I see what you're saying. But all countries deal with external pressures and constraints to some degree or another. I don't think we can declare their choices under these constraints undemocratic without rendering the word "democracy" into a purely theoretical concept.


>I guess I don't really see the moral angle here, in one direction or the other.

You're only looking from one angle though. Try looking at it from Assange's perspective as GP suggested:

>Whereas I believe the GP was making a _moral_ argument, that Assange deserves it because he leaked US secrets.


The person who prefers a process that has the chance to land them in prison is rare indeed. But I'm not sure that's a moral argument, at least not as people think of it normally. Admittedly, there is a school, which I sometimes flirt with, that claims that moral statements are simply a specially coded statement of preference. But outside that context, I'm not sure exactly what aspect of Assange's perspective I'm meant to consider in this context.


> I guess I don't really see the moral angle here, in one direction or the other. Why shouldn't an entity try to impose its understanding of law and ethics where it can afford to?

You’ll have a hell of a good time exercising this conviction when China starts doing the same.

They’re already doing it to immediate neighbouring countries and have started doing so in the US through basic means of capitalistic influence.
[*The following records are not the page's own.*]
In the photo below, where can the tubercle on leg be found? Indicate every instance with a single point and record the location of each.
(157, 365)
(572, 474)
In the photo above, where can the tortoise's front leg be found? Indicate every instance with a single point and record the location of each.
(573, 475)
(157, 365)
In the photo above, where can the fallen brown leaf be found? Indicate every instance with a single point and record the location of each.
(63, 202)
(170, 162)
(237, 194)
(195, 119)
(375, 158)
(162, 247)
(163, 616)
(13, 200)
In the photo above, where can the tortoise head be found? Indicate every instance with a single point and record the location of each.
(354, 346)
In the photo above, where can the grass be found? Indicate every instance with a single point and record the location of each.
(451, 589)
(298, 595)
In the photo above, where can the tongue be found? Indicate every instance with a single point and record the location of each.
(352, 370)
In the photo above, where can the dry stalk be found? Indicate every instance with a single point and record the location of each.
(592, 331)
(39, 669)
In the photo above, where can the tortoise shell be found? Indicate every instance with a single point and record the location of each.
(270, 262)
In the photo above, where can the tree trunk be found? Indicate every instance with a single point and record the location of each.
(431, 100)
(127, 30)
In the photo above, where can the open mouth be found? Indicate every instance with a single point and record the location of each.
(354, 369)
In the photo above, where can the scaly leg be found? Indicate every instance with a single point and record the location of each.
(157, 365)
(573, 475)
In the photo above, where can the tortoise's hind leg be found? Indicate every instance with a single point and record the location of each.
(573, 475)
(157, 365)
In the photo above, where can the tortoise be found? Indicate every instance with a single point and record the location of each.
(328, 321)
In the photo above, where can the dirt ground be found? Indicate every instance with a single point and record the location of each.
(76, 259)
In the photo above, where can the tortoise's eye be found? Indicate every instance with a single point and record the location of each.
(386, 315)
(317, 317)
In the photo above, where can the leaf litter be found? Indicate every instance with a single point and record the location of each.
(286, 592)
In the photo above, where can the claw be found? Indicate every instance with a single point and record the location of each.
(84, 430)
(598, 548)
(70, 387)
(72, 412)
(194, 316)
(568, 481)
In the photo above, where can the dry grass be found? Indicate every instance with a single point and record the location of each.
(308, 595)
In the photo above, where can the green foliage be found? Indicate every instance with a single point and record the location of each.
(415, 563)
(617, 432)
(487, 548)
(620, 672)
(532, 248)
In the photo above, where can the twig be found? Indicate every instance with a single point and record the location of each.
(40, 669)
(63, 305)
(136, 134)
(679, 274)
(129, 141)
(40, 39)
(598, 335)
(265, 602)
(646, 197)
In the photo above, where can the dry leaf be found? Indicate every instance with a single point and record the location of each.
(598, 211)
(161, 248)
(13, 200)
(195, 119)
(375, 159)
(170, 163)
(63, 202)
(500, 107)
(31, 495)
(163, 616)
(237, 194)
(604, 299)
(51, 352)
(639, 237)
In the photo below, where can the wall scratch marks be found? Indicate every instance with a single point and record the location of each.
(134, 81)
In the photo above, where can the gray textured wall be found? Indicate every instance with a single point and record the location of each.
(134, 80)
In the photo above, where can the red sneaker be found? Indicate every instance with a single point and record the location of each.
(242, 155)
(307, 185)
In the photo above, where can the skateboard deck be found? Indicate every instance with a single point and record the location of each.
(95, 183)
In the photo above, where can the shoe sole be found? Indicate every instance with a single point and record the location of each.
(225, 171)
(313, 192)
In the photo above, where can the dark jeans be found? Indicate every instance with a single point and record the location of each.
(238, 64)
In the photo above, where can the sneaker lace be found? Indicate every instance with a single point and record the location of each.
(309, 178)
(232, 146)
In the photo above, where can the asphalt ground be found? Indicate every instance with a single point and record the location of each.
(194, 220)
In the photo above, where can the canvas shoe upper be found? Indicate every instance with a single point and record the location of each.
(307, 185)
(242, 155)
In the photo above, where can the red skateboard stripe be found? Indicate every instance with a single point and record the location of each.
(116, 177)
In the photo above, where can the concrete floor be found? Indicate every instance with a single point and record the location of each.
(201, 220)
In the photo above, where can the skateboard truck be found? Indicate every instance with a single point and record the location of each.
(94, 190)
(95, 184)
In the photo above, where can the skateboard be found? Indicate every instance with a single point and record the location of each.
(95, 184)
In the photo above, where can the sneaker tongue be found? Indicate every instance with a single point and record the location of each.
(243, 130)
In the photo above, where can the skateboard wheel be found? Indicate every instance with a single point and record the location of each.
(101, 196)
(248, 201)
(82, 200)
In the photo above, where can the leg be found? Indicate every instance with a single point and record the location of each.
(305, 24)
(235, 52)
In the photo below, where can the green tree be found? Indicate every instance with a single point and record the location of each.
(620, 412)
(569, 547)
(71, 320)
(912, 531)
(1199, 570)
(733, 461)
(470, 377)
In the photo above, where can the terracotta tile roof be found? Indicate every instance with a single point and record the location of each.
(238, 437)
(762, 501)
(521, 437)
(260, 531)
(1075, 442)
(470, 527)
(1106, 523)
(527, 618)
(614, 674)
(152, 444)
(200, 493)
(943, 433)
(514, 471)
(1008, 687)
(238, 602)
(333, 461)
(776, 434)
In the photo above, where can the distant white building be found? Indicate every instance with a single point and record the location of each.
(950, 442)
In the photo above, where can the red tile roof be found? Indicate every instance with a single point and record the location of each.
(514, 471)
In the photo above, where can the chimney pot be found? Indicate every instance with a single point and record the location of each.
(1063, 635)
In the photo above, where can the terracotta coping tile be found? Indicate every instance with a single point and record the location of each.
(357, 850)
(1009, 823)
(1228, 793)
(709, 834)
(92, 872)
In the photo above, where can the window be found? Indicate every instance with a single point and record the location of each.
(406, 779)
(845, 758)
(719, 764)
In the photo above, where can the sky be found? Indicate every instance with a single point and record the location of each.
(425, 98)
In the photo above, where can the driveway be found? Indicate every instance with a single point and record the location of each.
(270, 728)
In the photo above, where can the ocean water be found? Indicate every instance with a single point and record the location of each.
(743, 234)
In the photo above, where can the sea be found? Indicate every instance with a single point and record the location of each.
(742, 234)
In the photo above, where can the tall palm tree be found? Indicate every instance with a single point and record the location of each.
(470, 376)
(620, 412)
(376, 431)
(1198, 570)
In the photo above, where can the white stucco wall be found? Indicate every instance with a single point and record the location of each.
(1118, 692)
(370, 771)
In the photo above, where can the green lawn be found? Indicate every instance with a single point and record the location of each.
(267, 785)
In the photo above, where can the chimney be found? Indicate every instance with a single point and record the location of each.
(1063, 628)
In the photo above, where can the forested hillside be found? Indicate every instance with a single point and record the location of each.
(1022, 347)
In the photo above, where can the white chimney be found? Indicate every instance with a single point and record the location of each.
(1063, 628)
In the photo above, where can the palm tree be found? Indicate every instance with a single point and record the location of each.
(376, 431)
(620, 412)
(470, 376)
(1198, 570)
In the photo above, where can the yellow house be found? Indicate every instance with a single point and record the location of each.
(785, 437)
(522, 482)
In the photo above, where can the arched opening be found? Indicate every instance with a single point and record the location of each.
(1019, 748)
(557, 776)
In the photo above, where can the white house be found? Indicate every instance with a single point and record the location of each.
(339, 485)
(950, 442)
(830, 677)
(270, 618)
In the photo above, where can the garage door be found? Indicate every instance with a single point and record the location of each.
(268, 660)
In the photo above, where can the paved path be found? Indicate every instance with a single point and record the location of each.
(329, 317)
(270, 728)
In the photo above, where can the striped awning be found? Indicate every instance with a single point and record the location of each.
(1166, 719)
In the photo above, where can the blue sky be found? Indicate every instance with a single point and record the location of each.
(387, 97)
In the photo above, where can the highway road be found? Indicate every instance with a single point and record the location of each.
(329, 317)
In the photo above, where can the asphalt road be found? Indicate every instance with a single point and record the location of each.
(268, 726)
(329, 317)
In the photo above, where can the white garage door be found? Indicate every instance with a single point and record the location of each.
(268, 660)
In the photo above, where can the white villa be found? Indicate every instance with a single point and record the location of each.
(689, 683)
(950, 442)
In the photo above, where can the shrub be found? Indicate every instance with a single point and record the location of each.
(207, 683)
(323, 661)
I mean. They think they’re right. Why shouldn’t they? Who cares about nations having so called “sovereign” laws? What does your 1st amendment rights mean when China thinks you shouldn’t have it?


> You’ll have a hell of a good time exercising this conviction when China starts doing the same.

It would be truly upsetting if that ever happened, but mainly because so many of China's laws are bad, not because of something inherent about national borders. Fortunately I doubt China will ever have the will to use its power to bother me.


> The fact that that ally has no particular love of Assange either

Many countries are bound by the rule of law, and can't do arbitrary bad things to people they don't like


While he was not a US citizen, he is involved in a crime committed in the US. Just like if an American had hired an art thief to steal a painting from a European gallery.

The legal concept of extraterritorial jurisdiction is extremely complex and nuanced, but primarily falls upon the diplomatic power of the country that believes you broke their laws. (If you find this interesting you might enjoy reading about US v. Van Der End, in which a Dutch smuggler was arrested and charged in the US for sailing drugs to Canada)

However all of this is moot because he made the mistake of traveling to the UK and is currently being held by the British. In addition to leaking US secrets he also leaked GCHQ secrets and can be charged under the Official Secrets Act if extradition fails.